In the following April the directors wrote to Stuyvesant. They sympathized with his position, but instructed him in clear terms to allow Jews to stay in New Netherland. Equality came slowly however. In 1655 the right of citizenship, which had earlier been denied, was extended to Jews, and Asser Levy became the first Jewish burgher. Jewish worship had to be conducted privately within Jewish houses. The time was not yet ripe for permitting the building of a synagogue exclusively devoted to worship. However, in February 1656 a piece of ground was granted as a cemetary plot.
The precise time when Jewish services commenced in a fixed place is unknown, although by 1700 it is clear that such services were being held, since contemporary documents speak of a "Jews' synagogue."
In 1768 Gershom Mendes Seixas, "the first American Rabbi", was appointed hazzan (reader) at the age of twenty-three years. During the revolution, Seixas was an adherent of the colonists' cause, and left New York when it was taken by the British. He moved to Connecticut, and later to Philadelphia, where he became the first minister of the Sephardi congregation Mikveh Israel of that city.

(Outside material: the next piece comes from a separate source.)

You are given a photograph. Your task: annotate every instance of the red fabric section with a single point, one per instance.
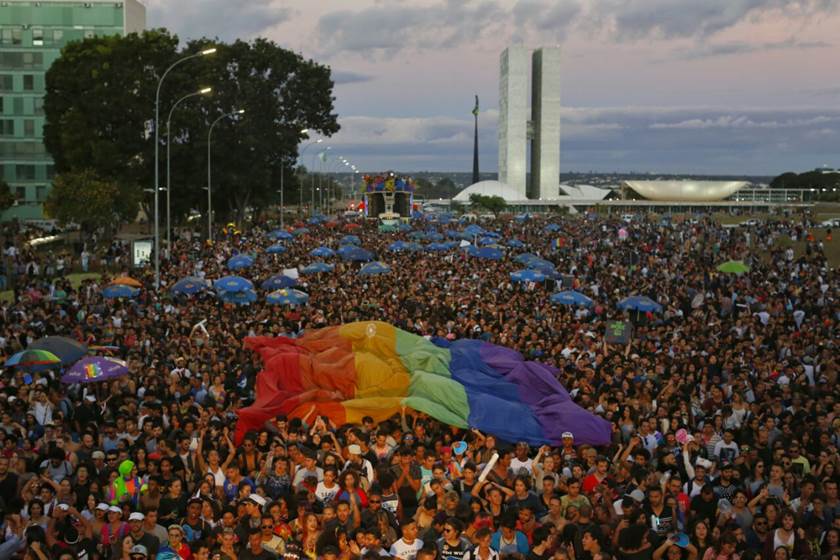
(317, 369)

After his return to New York in 1784, he organized a Hebrew school. He was invited to President Washington's inauguration of 1789, and was elected to the Board of Regents of Columbia University.
It is remarkable that mid-eighteenth century America was able to produce a native-born Sephardi capable of taking a firm religious lead in the little community. Seixas was very much a part of the general, as well as the Jewish, scene, and he was capable of taking an independent line. In 1798 he delvered a sermon on the occasion of a national fast-day which had been proclaimed to foster anti-French sentiment. Unlike most clergymen, Seixas took an anti-Federalist line; not surprisingly, since the pro-British, prestige-conscious Federalist party had distinctly anti-Jewish overtones.

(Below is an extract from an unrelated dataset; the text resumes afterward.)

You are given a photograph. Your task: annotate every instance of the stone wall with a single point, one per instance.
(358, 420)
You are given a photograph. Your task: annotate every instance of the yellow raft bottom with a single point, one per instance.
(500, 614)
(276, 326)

In the course of his remarks Seixas declares:
It hath pleased God to have established us in this country where we possess every advantage that other citizens of these states enjoy, and is as much as we could in reason expect in this captivity, for which let us humbly return thanks for his manifold mercies.
It may be noted that Seixas hews to the traditional line in regarding even America as a "captivity" rather than a new Jerusalem.

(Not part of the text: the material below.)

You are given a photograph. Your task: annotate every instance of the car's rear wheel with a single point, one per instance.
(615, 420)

The eighteenth century was marked by continuous growth of the city of New York, and it came to take a leading part in the new untion estalished when ties with the mother country were severed. Sephardim were active both in the religious and general communities as various documents attest. Thus there in extant in the New York City Hall of Records an indenture of apprenticeship of one Solomon Marache to Isaac Hays of New York, dated May 15, 1749, whereby his widowed mother Esther agreed to his learning the "art, trade and mystery of a merchant."
In 1840 the notorious "Damascus Affair" burst upon the Jewish scene. A Capuchin friar and his Muslim servant died in Damascus early in that year under strange circumstances. It was bruited abroad that the Jews had killed the men in order to use their blood in the Passover unleavened bread. With the concurrence of the French consul, who exercised much influence at that time, the authorities tortured Jews and extracted confessions. The intervention of the Austrian authorities on behalf of one of their nationals drew the attention of the western world to the sufferings of the Jews, and Moses Montefiore and others undertook a trip to Egypt to intercede with Mahomet Ali, under whose sway Syria then was. Ultimately those who survived their cruel treatment were released.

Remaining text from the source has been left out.